I have dataframe that has text columns
and multilabel values
RepID, RepText, Code 1 This is a test. thanks for purchasing... Fruit, Meat 2 Purchased Milk, and Bananas, I also p... Dairy, Fruit, Others
Here is my code
######## df has 1000 records
multilabel_binarizer = MultiLabelBinarizer()
multilabel_binarizer.fit(df['Code'])
y = multilabel_binarizer.transform(df['Code'])
X = df[df.columns.difference(["Code"])]
######## df split into X (RepID, RepText)
######## and y (Code)
xtrain, xval, ytrain, yval = train_test_split(X, y, test_size=0.2, random_state=9)
##### xtrain.shape = (800,3)
##### xval.shape = (200,3)
##### ytrain.shape = (800,1725)
##### yval.shape = (200,1725)
tfidf_vectorizer = TfidfVectorizer(max_df=0.8, max_features=10000)
xtrain_tfidf = tfidf_vectorizer.fit_transform(xtrain)
xval_tfidf = tfidf_vectorizer.transform(xval)
##### But after the code above
##### xtrain_tfidf.shape = (3,3)
##### xval_tfidf.shape = (3,3)
##### ytrain.shape = (800,1725)
##### yval.shape = (200,1725)
##### when means when I do the next line
xval_tfidf.shape
#mdl = LinearRegression()
mdl = LogisticRegression()
#mdl = SVC(gamma='auto', probability=True)
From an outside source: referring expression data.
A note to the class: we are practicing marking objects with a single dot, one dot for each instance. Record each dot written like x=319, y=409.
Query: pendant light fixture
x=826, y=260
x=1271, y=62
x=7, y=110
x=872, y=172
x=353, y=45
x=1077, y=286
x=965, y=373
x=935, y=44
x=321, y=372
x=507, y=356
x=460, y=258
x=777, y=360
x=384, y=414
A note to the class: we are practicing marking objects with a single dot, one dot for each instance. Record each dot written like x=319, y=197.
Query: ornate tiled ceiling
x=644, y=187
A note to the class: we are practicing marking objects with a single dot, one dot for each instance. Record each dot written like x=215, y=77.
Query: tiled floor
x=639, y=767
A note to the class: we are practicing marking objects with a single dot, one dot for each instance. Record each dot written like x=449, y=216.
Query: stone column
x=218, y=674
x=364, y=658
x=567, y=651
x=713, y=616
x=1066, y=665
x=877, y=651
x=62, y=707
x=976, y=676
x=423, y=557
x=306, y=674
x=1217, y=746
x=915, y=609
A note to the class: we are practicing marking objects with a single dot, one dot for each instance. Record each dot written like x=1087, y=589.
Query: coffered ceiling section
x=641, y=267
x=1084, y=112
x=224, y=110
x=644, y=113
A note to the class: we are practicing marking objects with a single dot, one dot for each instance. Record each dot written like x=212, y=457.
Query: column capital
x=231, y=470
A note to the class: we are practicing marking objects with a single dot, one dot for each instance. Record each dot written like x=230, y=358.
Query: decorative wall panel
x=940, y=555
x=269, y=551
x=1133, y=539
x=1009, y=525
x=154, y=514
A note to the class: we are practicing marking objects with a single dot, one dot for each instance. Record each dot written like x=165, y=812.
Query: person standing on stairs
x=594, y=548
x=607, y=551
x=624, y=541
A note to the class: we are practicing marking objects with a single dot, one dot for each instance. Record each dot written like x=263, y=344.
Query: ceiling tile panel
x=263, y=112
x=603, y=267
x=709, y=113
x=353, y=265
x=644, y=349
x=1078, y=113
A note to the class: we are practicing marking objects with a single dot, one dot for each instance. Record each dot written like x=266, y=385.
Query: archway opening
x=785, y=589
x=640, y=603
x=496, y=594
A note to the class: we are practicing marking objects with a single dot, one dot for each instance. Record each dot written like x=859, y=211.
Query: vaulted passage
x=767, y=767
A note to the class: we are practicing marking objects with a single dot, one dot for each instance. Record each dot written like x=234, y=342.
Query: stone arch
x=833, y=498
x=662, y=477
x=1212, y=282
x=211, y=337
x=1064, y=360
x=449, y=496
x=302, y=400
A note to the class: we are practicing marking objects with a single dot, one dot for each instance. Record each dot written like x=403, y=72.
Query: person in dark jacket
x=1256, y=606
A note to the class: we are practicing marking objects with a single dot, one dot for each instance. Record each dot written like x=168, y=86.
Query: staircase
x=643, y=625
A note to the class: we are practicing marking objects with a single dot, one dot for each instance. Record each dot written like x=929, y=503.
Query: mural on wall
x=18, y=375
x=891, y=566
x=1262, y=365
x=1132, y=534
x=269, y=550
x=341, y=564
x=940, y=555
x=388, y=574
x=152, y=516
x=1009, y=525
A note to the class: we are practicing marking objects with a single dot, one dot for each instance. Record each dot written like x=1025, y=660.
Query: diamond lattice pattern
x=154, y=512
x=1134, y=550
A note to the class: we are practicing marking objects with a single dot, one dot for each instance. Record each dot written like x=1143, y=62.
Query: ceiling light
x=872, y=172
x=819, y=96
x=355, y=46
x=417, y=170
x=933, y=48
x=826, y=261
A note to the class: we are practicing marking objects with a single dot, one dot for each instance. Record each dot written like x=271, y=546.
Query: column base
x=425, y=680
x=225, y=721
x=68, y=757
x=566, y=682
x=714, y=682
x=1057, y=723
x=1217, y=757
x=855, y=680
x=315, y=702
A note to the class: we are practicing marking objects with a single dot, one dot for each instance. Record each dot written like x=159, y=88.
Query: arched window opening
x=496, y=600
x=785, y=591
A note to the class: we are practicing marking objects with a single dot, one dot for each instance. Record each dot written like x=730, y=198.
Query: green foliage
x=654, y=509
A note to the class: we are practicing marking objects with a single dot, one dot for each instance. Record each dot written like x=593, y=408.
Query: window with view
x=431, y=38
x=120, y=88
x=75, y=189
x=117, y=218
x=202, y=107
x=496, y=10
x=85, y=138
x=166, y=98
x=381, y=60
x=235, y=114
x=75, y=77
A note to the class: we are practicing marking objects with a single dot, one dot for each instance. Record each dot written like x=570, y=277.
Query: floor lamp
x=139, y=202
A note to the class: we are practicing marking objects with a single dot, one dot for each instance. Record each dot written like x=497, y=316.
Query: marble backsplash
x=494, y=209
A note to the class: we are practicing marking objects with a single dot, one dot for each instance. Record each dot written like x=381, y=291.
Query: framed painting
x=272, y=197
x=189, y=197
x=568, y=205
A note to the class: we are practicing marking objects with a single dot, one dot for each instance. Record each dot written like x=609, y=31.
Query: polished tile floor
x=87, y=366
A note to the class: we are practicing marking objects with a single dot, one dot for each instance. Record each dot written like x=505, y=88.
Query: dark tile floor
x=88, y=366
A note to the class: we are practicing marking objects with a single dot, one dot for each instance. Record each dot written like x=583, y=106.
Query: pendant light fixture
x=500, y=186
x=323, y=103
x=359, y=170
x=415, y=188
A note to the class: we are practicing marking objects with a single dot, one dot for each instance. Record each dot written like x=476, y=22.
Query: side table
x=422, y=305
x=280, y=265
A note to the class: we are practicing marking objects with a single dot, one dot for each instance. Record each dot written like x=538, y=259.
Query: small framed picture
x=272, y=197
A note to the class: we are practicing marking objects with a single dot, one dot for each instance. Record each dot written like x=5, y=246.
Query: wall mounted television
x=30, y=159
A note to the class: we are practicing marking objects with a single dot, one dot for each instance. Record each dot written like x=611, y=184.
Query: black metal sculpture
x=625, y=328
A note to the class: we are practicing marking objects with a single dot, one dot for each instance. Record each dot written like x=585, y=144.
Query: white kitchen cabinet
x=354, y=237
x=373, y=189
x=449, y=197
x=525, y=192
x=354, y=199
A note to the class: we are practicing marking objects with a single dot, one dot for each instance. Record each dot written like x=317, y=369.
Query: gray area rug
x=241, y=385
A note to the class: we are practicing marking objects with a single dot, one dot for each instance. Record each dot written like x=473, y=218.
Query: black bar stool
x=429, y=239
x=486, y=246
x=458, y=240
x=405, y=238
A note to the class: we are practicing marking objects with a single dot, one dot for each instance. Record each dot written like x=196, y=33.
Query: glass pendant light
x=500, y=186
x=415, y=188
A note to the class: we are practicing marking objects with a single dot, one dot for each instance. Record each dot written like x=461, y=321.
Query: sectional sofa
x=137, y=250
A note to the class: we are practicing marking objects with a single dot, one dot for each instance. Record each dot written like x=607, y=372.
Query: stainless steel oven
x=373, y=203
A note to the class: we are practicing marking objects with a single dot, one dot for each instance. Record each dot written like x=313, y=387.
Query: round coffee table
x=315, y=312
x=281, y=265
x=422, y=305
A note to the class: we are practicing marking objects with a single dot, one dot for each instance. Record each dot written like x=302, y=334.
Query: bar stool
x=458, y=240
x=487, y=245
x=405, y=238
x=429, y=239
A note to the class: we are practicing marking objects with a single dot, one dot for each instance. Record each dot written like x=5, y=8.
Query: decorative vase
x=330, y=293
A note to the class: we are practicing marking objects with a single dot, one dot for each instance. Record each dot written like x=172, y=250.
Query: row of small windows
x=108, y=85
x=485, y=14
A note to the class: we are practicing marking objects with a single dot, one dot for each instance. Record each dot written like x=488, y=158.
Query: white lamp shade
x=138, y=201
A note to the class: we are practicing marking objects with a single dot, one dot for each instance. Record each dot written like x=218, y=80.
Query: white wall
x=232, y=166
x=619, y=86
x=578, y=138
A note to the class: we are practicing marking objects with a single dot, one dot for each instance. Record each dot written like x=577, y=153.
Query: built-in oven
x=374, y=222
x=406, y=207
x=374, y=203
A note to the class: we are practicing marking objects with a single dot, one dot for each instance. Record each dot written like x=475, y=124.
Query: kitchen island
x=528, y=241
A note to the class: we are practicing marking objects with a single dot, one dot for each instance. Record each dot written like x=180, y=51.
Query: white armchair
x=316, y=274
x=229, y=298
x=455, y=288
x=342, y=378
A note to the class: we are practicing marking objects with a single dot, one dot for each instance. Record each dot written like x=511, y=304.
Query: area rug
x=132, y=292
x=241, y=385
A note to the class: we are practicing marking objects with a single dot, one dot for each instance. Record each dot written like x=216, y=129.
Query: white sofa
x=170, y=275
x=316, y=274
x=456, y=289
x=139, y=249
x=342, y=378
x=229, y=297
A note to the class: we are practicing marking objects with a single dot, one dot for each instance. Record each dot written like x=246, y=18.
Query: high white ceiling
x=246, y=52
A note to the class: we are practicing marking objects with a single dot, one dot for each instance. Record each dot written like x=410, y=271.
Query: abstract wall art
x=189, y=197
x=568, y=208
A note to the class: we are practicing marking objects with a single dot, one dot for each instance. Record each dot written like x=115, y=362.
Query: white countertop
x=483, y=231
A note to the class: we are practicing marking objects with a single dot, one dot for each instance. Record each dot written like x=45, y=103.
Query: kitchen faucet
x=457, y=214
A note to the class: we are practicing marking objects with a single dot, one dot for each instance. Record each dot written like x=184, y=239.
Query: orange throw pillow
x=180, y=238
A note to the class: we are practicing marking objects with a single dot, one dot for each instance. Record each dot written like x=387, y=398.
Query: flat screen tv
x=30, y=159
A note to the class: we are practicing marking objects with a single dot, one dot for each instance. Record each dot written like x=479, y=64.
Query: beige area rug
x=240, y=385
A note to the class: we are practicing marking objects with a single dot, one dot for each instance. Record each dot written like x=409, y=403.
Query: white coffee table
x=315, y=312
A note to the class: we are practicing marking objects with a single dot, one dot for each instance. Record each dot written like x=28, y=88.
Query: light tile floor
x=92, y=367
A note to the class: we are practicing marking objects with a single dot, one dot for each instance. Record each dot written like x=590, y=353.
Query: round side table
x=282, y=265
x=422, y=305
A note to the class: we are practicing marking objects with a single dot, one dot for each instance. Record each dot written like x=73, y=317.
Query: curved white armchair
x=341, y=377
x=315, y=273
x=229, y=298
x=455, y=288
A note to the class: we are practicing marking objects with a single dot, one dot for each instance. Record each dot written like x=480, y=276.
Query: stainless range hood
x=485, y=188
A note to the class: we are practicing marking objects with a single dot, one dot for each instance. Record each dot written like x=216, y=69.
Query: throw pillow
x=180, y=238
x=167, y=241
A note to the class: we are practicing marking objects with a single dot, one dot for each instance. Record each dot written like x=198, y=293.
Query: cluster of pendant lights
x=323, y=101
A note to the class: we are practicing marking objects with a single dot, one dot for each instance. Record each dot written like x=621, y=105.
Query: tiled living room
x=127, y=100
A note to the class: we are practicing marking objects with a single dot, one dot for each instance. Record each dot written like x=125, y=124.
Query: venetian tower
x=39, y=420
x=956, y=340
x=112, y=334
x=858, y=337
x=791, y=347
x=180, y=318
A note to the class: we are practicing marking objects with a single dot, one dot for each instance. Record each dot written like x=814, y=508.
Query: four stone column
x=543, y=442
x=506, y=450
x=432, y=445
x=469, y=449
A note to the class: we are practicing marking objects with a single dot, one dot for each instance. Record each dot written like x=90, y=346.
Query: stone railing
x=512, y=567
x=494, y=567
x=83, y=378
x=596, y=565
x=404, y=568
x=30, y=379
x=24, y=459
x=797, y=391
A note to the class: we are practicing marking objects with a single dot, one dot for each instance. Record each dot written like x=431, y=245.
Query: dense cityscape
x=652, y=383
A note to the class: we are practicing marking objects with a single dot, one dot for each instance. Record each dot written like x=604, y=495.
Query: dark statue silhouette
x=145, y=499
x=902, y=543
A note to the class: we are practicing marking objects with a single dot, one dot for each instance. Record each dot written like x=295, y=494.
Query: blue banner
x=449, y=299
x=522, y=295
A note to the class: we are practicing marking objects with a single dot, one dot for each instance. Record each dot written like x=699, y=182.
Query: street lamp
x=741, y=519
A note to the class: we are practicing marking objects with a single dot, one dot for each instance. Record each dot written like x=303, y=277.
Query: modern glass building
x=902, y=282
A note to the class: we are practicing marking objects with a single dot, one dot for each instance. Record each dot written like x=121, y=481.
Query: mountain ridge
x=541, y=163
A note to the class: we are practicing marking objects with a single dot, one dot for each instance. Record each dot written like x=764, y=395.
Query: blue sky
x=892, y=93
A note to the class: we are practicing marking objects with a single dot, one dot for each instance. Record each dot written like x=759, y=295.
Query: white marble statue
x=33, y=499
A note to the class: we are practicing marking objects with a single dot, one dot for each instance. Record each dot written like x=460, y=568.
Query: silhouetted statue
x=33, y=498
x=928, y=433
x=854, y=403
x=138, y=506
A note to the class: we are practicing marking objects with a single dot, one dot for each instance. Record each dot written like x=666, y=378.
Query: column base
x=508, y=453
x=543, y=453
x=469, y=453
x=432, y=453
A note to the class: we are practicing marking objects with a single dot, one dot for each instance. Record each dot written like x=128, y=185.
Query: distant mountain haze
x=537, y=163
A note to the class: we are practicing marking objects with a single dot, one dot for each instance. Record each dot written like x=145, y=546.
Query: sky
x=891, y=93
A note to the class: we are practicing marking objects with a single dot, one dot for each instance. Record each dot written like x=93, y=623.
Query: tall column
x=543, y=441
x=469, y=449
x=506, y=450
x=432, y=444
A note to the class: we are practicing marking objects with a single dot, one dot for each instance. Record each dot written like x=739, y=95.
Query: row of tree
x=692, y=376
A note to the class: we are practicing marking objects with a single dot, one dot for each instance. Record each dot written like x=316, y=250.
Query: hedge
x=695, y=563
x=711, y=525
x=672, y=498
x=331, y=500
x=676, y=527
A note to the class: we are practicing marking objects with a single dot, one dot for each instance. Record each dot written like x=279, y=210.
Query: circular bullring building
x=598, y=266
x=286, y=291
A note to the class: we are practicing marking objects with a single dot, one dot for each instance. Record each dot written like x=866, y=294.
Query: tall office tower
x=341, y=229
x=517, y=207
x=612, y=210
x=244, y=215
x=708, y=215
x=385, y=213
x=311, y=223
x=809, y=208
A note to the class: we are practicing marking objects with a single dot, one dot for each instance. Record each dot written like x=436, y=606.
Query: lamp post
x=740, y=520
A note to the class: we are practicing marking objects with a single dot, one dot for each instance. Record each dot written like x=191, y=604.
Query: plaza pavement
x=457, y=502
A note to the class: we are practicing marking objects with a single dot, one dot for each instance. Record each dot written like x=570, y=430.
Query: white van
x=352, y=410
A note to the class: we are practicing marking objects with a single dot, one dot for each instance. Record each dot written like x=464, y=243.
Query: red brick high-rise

clf = OneVsRestClassifier(mdl)
clf.fit(xtrain_tfidf, ytrain)
I get this error
ValueError: Found input variables with inconsistent numbers of samples: [3, 799]
Why? why am I getting only 3 records instead of 800 after TfidfVectorizer lines?
When I tried to view what is in xtrain_tfidf, I got this
xtrain_tfidf
Out[56]:
<3x3 sparse matrix of type '<class 'numpy.float64'>'
with 3 stored elements in Compressed Sparse Row format>
I found the reason
I forgot to choose only text column in splitting records
xtrain, xval, ytrain, yval = train_test_split(X["RepText"], y, test_size=0.2, random_state=9)